Finding meaning in death

Used with Permission by Canva/Geralt

According to Mental Floss, “In at least one version of telegraph code, LOL meant “loss of life.”

Fisher Meyerink, Staff Writer

I don’t believe that I am going to die. I know that I will, but I don’t believe it. I doubt that any of us have truly come to terms with the fact that they will reach an end to our existence as we know it, and transition into a much more ambiguous, scarier state of consciousness. Being dead is one of the few things that we simply cannot imagine, like trying to think of a new color or taste. Yet, despite not truly having processed that we will die, the concept continues to influence every aspect of our lives.

No matter whether you believe in life after death, a lack of it or anything in between, death itself is still an inevitability. As we grow older, death becomes more and more real, as people we know reach the end and as we slowly run out of new experiences. Our reactions to this vary wildly, but the main question that festers in our minds, becoming louder and louder with the passing of each day, is whether any of it matters. If any of the joy and suffering that have shaped our lives, if any of the good and evil we have done or if any of what we have created and destroyed in our approximately 73 years on this planet will matter in the end. I don’t think it will, at least, not on a cosmic scale.

Our planet has existed for 4.53 billion years. Of those, humans have only existed for 300,000; only 0.007% of the Earth’s age. In seven to eight billion years, our Sun will die, likely killing all life on our planet and with it, everything that our species has accomplished. We already know how our story will end, and it’s not happily ever after.  But what does matter is that we’re alive at all. Though it’s been said a million times, our existence in itself is a biological miracle. The probability that we even exist at all is so astronomically low that it has led people to believe that it must have meaning, and it does. Beyond just being alive, we’ve been granted the ability to think, a trait few other species possess. Beyond thinking, what defines us as humans is primarily our understanding of our own death, something that we know will happen but haven’t accepted.

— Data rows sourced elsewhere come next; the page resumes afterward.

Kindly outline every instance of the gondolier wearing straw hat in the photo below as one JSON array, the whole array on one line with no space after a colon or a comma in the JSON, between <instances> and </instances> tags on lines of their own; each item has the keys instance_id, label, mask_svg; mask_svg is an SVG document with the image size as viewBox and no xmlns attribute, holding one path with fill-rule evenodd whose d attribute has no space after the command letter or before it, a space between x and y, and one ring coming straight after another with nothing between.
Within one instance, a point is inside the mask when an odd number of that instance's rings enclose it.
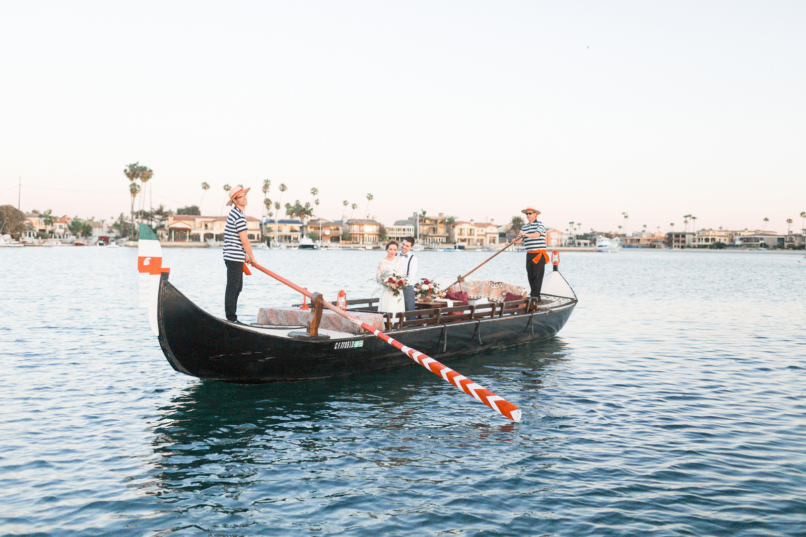
<instances>
[{"instance_id":1,"label":"gondolier wearing straw hat","mask_svg":"<svg viewBox=\"0 0 806 537\"><path fill-rule=\"evenodd\" d=\"M540 289L543 287L543 271L546 263L549 262L549 255L546 253L546 226L538 220L540 211L530 205L521 211L526 215L529 221L518 232L520 240L526 246L526 277L529 279L529 287L531 289L530 296L537 297L540 300Z\"/></svg>"},{"instance_id":2,"label":"gondolier wearing straw hat","mask_svg":"<svg viewBox=\"0 0 806 537\"><path fill-rule=\"evenodd\" d=\"M235 205L226 217L224 227L224 264L226 265L226 291L224 291L224 312L226 320L237 323L238 295L243 288L243 272L246 264L255 261L255 255L247 237L247 206L249 188L237 188L230 194L226 204ZM243 323L239 323L243 324Z\"/></svg>"}]
</instances>

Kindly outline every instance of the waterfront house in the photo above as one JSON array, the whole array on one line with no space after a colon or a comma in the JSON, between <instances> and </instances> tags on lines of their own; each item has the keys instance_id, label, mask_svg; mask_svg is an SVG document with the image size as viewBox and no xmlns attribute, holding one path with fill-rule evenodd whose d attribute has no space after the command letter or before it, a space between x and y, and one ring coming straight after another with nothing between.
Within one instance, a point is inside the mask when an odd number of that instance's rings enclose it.
<instances>
[{"instance_id":1,"label":"waterfront house","mask_svg":"<svg viewBox=\"0 0 806 537\"><path fill-rule=\"evenodd\" d=\"M380 242L380 222L372 218L351 218L347 222L350 242L355 244L377 244Z\"/></svg>"},{"instance_id":2,"label":"waterfront house","mask_svg":"<svg viewBox=\"0 0 806 537\"><path fill-rule=\"evenodd\" d=\"M623 246L628 248L665 248L666 236L662 233L642 231L625 236Z\"/></svg>"},{"instance_id":3,"label":"waterfront house","mask_svg":"<svg viewBox=\"0 0 806 537\"><path fill-rule=\"evenodd\" d=\"M666 234L666 247L672 250L689 248L694 244L694 232L670 231Z\"/></svg>"},{"instance_id":4,"label":"waterfront house","mask_svg":"<svg viewBox=\"0 0 806 537\"><path fill-rule=\"evenodd\" d=\"M767 248L773 250L783 248L785 235L780 235L775 231L740 231L735 238L735 244L742 248L758 249Z\"/></svg>"},{"instance_id":5,"label":"waterfront house","mask_svg":"<svg viewBox=\"0 0 806 537\"><path fill-rule=\"evenodd\" d=\"M440 213L436 217L428 217L420 213L414 213L405 220L398 220L396 225L411 225L414 229L414 237L423 243L443 243L451 239L451 225L447 223L447 217Z\"/></svg>"},{"instance_id":6,"label":"waterfront house","mask_svg":"<svg viewBox=\"0 0 806 537\"><path fill-rule=\"evenodd\" d=\"M250 242L261 240L260 221L247 217L247 237ZM204 217L196 214L169 214L164 227L157 229L163 241L201 242L224 240L226 217Z\"/></svg>"},{"instance_id":7,"label":"waterfront house","mask_svg":"<svg viewBox=\"0 0 806 537\"><path fill-rule=\"evenodd\" d=\"M406 237L414 237L414 226L408 220L397 220L394 225L387 228L386 234L390 241L400 242Z\"/></svg>"},{"instance_id":8,"label":"waterfront house","mask_svg":"<svg viewBox=\"0 0 806 537\"><path fill-rule=\"evenodd\" d=\"M265 235L277 242L293 242L302 238L301 220L266 218L263 221L263 229Z\"/></svg>"},{"instance_id":9,"label":"waterfront house","mask_svg":"<svg viewBox=\"0 0 806 537\"><path fill-rule=\"evenodd\" d=\"M326 242L342 242L342 223L333 222L325 218L315 218L308 221L308 231L317 236L315 240Z\"/></svg>"},{"instance_id":10,"label":"waterfront house","mask_svg":"<svg viewBox=\"0 0 806 537\"><path fill-rule=\"evenodd\" d=\"M708 248L717 242L733 245L737 233L737 231L729 231L721 228L719 229L698 229L694 237L693 246L697 248Z\"/></svg>"},{"instance_id":11,"label":"waterfront house","mask_svg":"<svg viewBox=\"0 0 806 537\"><path fill-rule=\"evenodd\" d=\"M498 226L494 222L459 221L455 222L451 238L459 245L479 248L498 244Z\"/></svg>"},{"instance_id":12,"label":"waterfront house","mask_svg":"<svg viewBox=\"0 0 806 537\"><path fill-rule=\"evenodd\" d=\"M787 233L783 240L786 248L792 250L800 250L806 245L806 235L804 233Z\"/></svg>"}]
</instances>

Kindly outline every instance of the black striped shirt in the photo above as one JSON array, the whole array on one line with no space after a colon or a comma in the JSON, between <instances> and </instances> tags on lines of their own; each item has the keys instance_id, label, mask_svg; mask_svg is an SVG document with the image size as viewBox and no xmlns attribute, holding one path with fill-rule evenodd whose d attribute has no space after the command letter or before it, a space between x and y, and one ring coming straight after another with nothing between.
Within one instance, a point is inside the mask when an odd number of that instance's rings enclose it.
<instances>
[{"instance_id":1,"label":"black striped shirt","mask_svg":"<svg viewBox=\"0 0 806 537\"><path fill-rule=\"evenodd\" d=\"M521 226L521 231L526 231L526 233L539 233L540 237L524 237L523 244L526 246L528 251L532 251L534 250L546 250L546 226L539 220L535 220L534 222L530 224L526 222Z\"/></svg>"},{"instance_id":2,"label":"black striped shirt","mask_svg":"<svg viewBox=\"0 0 806 537\"><path fill-rule=\"evenodd\" d=\"M246 230L247 217L241 209L233 207L230 215L226 217L226 225L224 227L224 259L243 261L243 244L238 233Z\"/></svg>"}]
</instances>

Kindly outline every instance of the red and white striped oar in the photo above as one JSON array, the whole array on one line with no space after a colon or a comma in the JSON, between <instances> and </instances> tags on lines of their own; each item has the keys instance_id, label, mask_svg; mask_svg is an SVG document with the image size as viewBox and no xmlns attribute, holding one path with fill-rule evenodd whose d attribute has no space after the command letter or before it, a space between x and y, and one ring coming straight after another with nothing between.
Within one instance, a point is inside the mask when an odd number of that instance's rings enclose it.
<instances>
[{"instance_id":1,"label":"red and white striped oar","mask_svg":"<svg viewBox=\"0 0 806 537\"><path fill-rule=\"evenodd\" d=\"M258 265L256 262L253 262L251 264L252 265L252 266L260 271L261 272L265 272L272 278L274 278L275 279L282 282L289 287L296 290L300 293L302 293L303 295L308 296L309 298L311 298L312 293L307 289L303 289L296 283L293 283L293 282L285 279L280 275L275 274L274 272L272 272L268 269L261 266L260 265ZM453 384L455 386L456 386L464 393L467 394L473 399L478 399L479 401L484 403L485 405L487 405L492 410L504 415L505 416L506 416L509 419L512 419L513 421L517 421L517 422L521 421L521 410L515 405L512 404L511 403L505 399L504 398L498 397L489 390L481 387L481 386L480 386L479 384L470 380L464 375L459 374L456 371L454 371L447 366L443 366L442 364L439 363L431 357L423 354L420 351L415 350L411 347L407 347L400 341L397 341L397 340L389 337L383 332L380 332L380 330L372 328L367 323L362 322L361 320L356 319L355 317L352 316L347 312L343 312L341 309L339 309L336 306L334 306L327 300L323 300L322 304L327 309L334 312L335 313L342 316L345 319L349 319L351 321L360 326L367 332L369 332L372 335L380 337L383 341L386 341L395 349L399 349L400 350L403 351L412 360L420 364L426 369L429 370L430 371L431 371L431 373L439 375L445 381L450 382L451 384Z\"/></svg>"}]
</instances>

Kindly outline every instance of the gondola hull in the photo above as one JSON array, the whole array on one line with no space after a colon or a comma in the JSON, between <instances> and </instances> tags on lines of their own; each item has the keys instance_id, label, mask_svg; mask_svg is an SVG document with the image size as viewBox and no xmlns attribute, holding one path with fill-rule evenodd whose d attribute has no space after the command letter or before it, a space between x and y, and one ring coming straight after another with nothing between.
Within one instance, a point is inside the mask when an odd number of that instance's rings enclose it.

As a society, we try to beat death in countless ways. We create religions, we follow strict dieting routines, we have as many children as possible. We create art, we wage wars, we try to make positive change. Despite the inevitability and totality of death, we still try to find some sort of loophole; something that would absolve us from the plane of existence that 109 billion of our ancestors are now trapped in. Even though we likely won’t admit it, every second since we were brought into this world, we have been fighting for our lives.

Despite not accepting death, we regularly use it as justification for our choices. People who ultimately decide to exist in the moment and seek nothing but pure happiness say that because nothing matters, neither does the nothing they’ve ultimately accomplished. People who do all they can to accumulate the most material value or respect possible do what they do to build something that is able to outlive them. The thing about the absolutism of death is that it means every possible interpretation of it is valid.

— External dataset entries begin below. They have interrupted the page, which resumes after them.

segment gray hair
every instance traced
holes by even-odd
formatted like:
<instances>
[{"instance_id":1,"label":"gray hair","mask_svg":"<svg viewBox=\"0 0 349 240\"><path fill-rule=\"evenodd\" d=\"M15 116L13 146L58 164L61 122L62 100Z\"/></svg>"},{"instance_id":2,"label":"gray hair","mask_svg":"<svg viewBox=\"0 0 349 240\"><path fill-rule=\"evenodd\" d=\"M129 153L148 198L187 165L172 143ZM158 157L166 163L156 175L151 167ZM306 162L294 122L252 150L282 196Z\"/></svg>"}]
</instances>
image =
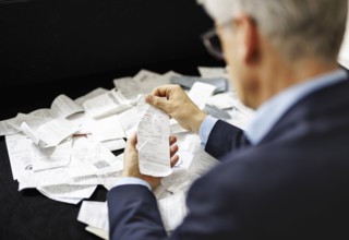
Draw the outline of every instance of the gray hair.
<instances>
[{"instance_id":1,"label":"gray hair","mask_svg":"<svg viewBox=\"0 0 349 240\"><path fill-rule=\"evenodd\" d=\"M344 38L348 0L197 0L215 21L237 13L256 21L261 33L288 60L333 62Z\"/></svg>"}]
</instances>

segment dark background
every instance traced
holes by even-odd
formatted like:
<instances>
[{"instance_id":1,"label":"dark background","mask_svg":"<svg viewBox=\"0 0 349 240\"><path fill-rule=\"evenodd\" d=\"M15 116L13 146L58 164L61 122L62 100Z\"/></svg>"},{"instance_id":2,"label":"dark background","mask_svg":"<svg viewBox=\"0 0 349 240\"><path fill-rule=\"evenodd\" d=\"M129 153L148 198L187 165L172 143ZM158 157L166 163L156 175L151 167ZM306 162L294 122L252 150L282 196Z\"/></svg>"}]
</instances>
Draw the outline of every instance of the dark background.
<instances>
[{"instance_id":1,"label":"dark background","mask_svg":"<svg viewBox=\"0 0 349 240\"><path fill-rule=\"evenodd\" d=\"M197 75L221 67L200 40L212 20L195 0L0 0L0 120L80 97L141 69ZM116 153L118 154L118 153ZM80 205L17 191L0 137L0 239L99 239ZM98 187L89 200L105 201Z\"/></svg>"}]
</instances>

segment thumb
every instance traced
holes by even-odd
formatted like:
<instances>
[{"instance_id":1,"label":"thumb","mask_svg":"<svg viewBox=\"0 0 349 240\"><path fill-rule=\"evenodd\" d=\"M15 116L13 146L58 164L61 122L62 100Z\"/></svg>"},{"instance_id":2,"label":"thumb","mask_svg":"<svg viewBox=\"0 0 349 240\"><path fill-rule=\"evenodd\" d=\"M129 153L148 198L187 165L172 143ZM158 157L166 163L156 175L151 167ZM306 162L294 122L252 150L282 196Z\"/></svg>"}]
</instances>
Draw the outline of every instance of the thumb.
<instances>
[{"instance_id":1,"label":"thumb","mask_svg":"<svg viewBox=\"0 0 349 240\"><path fill-rule=\"evenodd\" d=\"M165 97L157 97L154 95L147 95L145 101L154 107L157 107L166 112L168 112L168 100Z\"/></svg>"}]
</instances>

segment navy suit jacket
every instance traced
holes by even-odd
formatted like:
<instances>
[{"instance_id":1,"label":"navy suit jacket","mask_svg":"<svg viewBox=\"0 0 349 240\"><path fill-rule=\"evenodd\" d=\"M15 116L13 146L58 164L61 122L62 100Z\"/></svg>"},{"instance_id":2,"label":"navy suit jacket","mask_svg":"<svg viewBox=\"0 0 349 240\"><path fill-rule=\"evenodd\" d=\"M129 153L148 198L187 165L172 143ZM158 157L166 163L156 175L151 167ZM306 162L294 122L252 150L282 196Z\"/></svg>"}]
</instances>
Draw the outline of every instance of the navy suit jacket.
<instances>
[{"instance_id":1,"label":"navy suit jacket","mask_svg":"<svg viewBox=\"0 0 349 240\"><path fill-rule=\"evenodd\" d=\"M349 80L301 99L256 146L218 121L205 149L221 163L170 236L154 194L122 185L108 193L110 239L349 239Z\"/></svg>"}]
</instances>

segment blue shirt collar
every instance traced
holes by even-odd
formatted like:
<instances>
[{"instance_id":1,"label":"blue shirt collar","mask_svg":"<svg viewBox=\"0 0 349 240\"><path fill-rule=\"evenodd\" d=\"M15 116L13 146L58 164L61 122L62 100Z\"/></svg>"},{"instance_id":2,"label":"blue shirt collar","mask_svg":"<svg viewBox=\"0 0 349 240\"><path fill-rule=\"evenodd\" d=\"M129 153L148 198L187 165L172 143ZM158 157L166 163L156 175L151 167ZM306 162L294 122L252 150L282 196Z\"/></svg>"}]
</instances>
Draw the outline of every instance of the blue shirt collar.
<instances>
[{"instance_id":1,"label":"blue shirt collar","mask_svg":"<svg viewBox=\"0 0 349 240\"><path fill-rule=\"evenodd\" d=\"M336 70L288 87L264 103L246 124L244 133L252 145L258 144L282 115L306 95L326 86L345 81L347 72Z\"/></svg>"}]
</instances>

When I’m at my lowest, I know whatever I’m dealing with at the time will eventually be past me, and it helps me get through it. When I’m at my highest, I know it will end, and it helps me savor the moment. What makes the highs of life so enjoyable is the knowledge that they are never a guarantee. What I know is that for me at least, death has been an empowering thing.

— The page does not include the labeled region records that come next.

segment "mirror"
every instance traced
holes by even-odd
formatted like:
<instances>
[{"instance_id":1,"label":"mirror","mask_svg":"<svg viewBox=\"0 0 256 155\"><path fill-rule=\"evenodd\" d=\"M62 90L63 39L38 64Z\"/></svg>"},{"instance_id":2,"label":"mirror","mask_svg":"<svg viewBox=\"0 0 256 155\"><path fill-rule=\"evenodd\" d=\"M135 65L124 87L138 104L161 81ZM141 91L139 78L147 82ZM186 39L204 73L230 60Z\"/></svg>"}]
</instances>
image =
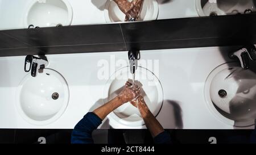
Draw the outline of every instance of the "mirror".
<instances>
[{"instance_id":1,"label":"mirror","mask_svg":"<svg viewBox=\"0 0 256 155\"><path fill-rule=\"evenodd\" d=\"M124 22L116 1L0 0L0 30ZM141 0L133 0L141 1ZM144 0L139 21L250 14L256 0ZM132 19L131 19L132 20Z\"/></svg>"}]
</instances>

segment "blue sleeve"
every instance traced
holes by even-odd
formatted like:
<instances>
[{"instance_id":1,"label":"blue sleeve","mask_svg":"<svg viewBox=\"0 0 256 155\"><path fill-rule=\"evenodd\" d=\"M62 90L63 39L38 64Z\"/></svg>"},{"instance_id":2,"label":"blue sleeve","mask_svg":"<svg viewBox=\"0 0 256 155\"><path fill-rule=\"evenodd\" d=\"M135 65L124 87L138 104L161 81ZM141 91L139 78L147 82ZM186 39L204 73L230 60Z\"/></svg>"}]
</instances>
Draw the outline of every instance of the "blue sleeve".
<instances>
[{"instance_id":1,"label":"blue sleeve","mask_svg":"<svg viewBox=\"0 0 256 155\"><path fill-rule=\"evenodd\" d=\"M92 144L92 133L101 124L101 119L93 112L87 113L73 130L72 144Z\"/></svg>"},{"instance_id":2,"label":"blue sleeve","mask_svg":"<svg viewBox=\"0 0 256 155\"><path fill-rule=\"evenodd\" d=\"M169 133L164 131L154 138L155 144L171 144L172 143L171 136Z\"/></svg>"}]
</instances>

Though I say that none of us have a way to envision death, I don’t think that’s necessarily true. A way I like to think about death is by trying to remember my seventh-grade year of school because I can’t. I have vague feelings and memories of the time, but ultimately I fail to remember who I was, what I did with my free time and if I was happy. And yet, I know that year in some way contributed to who I am. Perhaps that is what it means to be alive. Maybe our lives, likely to be forgotten in just a couple of generations, are valuable in that they are a tiny moment in the history of humanity; a small explanation of who we are today, and what we will be tomorrow.